Other medications can also cause persisting sexual dysfunction, and two with particular relevance to the PSSD story are the hair-loss medication finasteride (Propecia) and the acne treatment isotretinoin (Accutane).
Ask about the full range of sexual symptoms and assess their timing in relation to antidepressant use. If the sexual dysfunction did not start after the initiation of the antidepressant, it is unlikely to be PSSD. Rule out medical and psychiatric causes before considering PSSD. One symptom to look for in particular is genital or nipple anesthesia, which is more specific to PSSD than depression and is associated with the severity of the problem (Tarchi et al, 2023).

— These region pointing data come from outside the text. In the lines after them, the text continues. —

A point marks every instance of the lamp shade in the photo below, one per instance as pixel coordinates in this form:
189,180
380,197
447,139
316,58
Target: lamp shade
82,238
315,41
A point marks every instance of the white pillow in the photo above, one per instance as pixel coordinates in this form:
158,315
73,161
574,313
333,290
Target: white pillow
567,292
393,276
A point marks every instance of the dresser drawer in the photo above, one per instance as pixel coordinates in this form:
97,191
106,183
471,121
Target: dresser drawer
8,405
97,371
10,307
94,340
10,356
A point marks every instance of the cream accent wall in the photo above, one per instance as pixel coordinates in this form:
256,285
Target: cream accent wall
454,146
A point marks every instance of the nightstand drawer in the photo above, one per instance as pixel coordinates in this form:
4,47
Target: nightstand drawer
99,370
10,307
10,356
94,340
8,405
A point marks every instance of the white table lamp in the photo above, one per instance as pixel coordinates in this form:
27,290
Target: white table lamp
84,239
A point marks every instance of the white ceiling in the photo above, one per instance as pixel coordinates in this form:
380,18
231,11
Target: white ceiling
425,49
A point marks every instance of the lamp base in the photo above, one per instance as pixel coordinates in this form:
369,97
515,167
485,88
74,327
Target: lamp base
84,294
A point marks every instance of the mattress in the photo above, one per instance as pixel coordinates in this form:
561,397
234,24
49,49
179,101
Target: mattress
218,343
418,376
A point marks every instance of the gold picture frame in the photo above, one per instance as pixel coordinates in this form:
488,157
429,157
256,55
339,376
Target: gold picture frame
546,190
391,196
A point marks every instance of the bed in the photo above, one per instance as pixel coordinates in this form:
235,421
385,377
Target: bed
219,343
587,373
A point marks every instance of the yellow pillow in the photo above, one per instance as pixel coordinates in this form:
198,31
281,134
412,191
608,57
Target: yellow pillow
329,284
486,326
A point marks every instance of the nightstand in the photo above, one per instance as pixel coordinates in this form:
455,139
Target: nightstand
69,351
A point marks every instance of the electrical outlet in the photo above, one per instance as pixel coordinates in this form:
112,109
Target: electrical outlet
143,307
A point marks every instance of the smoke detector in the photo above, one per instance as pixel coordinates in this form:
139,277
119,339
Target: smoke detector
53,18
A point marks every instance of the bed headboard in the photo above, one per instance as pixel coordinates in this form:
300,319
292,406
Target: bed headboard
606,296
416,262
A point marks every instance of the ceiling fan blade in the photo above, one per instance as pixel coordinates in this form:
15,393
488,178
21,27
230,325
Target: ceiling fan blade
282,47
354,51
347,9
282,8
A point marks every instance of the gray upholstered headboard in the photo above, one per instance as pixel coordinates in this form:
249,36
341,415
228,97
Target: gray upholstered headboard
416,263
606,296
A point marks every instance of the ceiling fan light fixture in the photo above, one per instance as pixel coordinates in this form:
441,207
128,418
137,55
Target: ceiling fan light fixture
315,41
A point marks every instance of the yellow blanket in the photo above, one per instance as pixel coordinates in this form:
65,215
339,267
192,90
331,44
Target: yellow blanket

Treatment is equally unclear. Attempts to treat PSSD with dopaminergic medications like bupropion and dextroamphetamine, as well as dopamine agonists like pramipexole, have shown no proven efficacy in available case reports. Similarly, PDE-5 inhibitors (such as sildenafil) and testosterone used for erectile dysfunction symptoms in PSSD have had limited success. Cognitive behavioral therapy has been used in PSSD to address negative cognitions pertaining to sexual inadequacy and low self-esteem (Reisman et al, 2022; Tarchi et al, 2023).
Carlat Verdict
Sexual dysfunction can persist after stopping a serotonergic antidepressant, but it's not yet clear whether the cause is the medication or other factors. Without scientific evidence to fully prove or disprove the phenomenon, clinicians should start with the basics: empathy, validation, and pursuit of all causes with an open mind.